2011
https://isshin-concentration.blogspot.com/2011/05/being-black-belt-knowing-when-to-fold.html
https://isshin-concentration.blogspot.com/2015/11/being-black-belt-knowing-when-to-fold.html
Time to Fold, Time to Fade
I just got a letter from an old friend (non-Isshinryu) who just shut down his school in a different part of the country. Interesting timing as this somewhat parallels a different conversation I just had several days ago.
As things have it he’s shut down a modestly successful dojo of many years and leaving the arts. When he came up he was only interested in hard-ass karate, and ran a tough ship. He was one of many who thought I was crazy for teaching kids, regardless of my urging him that youth instruction for the commercial school was the growth potential of the future. Yes as iconoclastic as I am, teaching for free, I’ve always supported my friends in their Commercial systems, too.
Well as times changed, he went to business seminars and eventually went into the youth programs, including the ‘kinder kid karate’ (a practice I don’t participate in myself). His dojo grew and his income. But what he observed, in his community was as more youth trained, it was harder and harder to find adults to join the program. In part his town is a bedroom community and people commuting to work were less interested in spending free time training, but in part, as he became a successful youth instructor adults weren’t interested in training some place kids were either.
This didn’t just happen, but slowly over quite a few years, he ended up with fewer and fewer adults who wanted to train hard. As the adults dropped off, he also found his interest waning, and eventually realized that spending years in the dojo left many other things undone which he never had time to do.

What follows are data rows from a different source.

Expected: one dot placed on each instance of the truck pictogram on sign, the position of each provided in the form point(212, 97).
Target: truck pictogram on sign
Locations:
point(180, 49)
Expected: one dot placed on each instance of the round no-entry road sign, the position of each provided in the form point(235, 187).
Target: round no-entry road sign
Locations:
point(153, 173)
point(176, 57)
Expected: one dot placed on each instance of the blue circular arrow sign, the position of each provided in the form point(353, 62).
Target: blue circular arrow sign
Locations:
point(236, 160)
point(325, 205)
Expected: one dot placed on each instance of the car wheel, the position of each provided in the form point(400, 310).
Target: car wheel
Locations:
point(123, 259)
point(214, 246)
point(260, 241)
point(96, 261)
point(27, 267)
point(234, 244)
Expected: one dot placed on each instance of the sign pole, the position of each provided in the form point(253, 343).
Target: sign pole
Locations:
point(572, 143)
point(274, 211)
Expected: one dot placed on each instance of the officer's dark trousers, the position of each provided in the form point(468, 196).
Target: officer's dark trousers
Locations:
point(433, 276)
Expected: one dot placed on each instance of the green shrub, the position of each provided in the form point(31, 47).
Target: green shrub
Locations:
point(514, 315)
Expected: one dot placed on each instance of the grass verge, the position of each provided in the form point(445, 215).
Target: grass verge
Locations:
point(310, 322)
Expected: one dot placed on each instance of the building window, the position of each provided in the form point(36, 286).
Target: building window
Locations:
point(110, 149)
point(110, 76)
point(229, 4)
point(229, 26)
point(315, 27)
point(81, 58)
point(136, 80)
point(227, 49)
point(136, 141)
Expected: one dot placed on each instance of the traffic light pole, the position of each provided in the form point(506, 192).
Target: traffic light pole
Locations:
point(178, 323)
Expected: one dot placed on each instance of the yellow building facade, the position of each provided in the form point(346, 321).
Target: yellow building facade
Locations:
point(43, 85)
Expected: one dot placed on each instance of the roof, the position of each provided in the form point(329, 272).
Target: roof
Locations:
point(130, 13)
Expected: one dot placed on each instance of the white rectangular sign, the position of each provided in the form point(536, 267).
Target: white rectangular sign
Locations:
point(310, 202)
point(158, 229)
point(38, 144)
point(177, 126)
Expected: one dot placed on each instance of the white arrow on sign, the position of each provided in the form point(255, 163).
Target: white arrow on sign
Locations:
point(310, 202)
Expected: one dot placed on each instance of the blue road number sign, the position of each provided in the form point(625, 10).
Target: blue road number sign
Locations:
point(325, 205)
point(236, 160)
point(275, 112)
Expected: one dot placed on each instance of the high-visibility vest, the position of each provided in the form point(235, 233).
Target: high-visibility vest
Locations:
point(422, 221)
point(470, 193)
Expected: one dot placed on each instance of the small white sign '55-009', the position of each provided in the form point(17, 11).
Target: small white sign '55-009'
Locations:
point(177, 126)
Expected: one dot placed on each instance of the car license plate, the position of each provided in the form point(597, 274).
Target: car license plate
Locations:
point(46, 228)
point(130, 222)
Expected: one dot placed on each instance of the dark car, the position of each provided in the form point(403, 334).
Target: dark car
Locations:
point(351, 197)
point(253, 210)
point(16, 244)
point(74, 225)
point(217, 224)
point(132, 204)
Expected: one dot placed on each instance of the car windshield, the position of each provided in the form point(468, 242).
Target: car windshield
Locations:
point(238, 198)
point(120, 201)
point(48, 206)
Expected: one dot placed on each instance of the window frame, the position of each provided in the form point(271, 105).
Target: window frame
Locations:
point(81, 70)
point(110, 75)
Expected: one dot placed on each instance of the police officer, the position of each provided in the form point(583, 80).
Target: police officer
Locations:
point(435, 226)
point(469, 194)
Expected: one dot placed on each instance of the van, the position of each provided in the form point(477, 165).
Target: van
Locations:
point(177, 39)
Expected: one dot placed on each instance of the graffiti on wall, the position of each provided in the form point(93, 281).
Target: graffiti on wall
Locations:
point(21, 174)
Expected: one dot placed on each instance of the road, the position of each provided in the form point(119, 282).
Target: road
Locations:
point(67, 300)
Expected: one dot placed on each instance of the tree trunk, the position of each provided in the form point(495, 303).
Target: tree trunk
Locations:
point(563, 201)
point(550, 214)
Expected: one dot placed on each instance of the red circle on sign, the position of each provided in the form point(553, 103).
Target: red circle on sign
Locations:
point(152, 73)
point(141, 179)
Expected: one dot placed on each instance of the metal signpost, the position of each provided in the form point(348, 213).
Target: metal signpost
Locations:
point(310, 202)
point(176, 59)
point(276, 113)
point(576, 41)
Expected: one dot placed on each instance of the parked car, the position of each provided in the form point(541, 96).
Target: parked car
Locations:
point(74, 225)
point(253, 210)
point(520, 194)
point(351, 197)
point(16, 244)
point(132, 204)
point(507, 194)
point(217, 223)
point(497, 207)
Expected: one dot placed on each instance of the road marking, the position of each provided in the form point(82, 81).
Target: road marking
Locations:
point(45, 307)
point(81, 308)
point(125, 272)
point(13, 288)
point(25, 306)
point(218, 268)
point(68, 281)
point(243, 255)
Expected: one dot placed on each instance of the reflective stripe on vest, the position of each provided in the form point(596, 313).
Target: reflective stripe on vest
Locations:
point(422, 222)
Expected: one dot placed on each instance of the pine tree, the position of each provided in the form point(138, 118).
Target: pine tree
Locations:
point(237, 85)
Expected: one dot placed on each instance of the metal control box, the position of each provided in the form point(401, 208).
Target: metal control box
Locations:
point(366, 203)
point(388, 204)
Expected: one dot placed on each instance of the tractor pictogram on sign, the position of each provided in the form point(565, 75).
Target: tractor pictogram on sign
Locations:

On the other end, my friend Ernest Rothrock, with his in my opinion very successful Kung Fu programs teaches almost exclusively to adults (yes he does have some youth programs but they are not his primary goal), and after decades of work, has a real word of mouth in the adult communities where he and his instructors have schools. Now there is considerable difference between the mindsets of Kung Fu students and Karate students (btw, the Tai Chi student mindset is very different too). The people who train with him aren’t interested in Karate training, and on the whole most karate students I’ve know really aren’t interested in studying kung fu either.
In a different example, a local combination Goju/Shorin instructor has over 1,000 students in his and his students schools and manage to successfully balance youth and adult classes. But in his case, his students do most of the teaching (and 100% of the youth programs). So variety is possible.
So my friend folded his program and has retired from the arts, to pursue other interests.
My own instructors have retired from Isshinryu. Mr. Lewis in part because he wanted to live out west, hunt, fish, hike et.al, and in part because he accomplished everything in Isshinryu that he ever wanted to do. Likewise Charlie Murray retired from Isshinryu last year, his USAF duties so encompassing and little time to train on a regular basis, he’s choosing to concentrate on his Air Force and Church responsibilities.
The fact that some stay and some leave, and fold it up, is very rarely discussed, but is there. Most never make it to Black Belt. Many more leave within 5 years of attaining their ShoDan. And as time passes, real people choose different responses to life situations.
Not sure if this is pleasant, but it is real.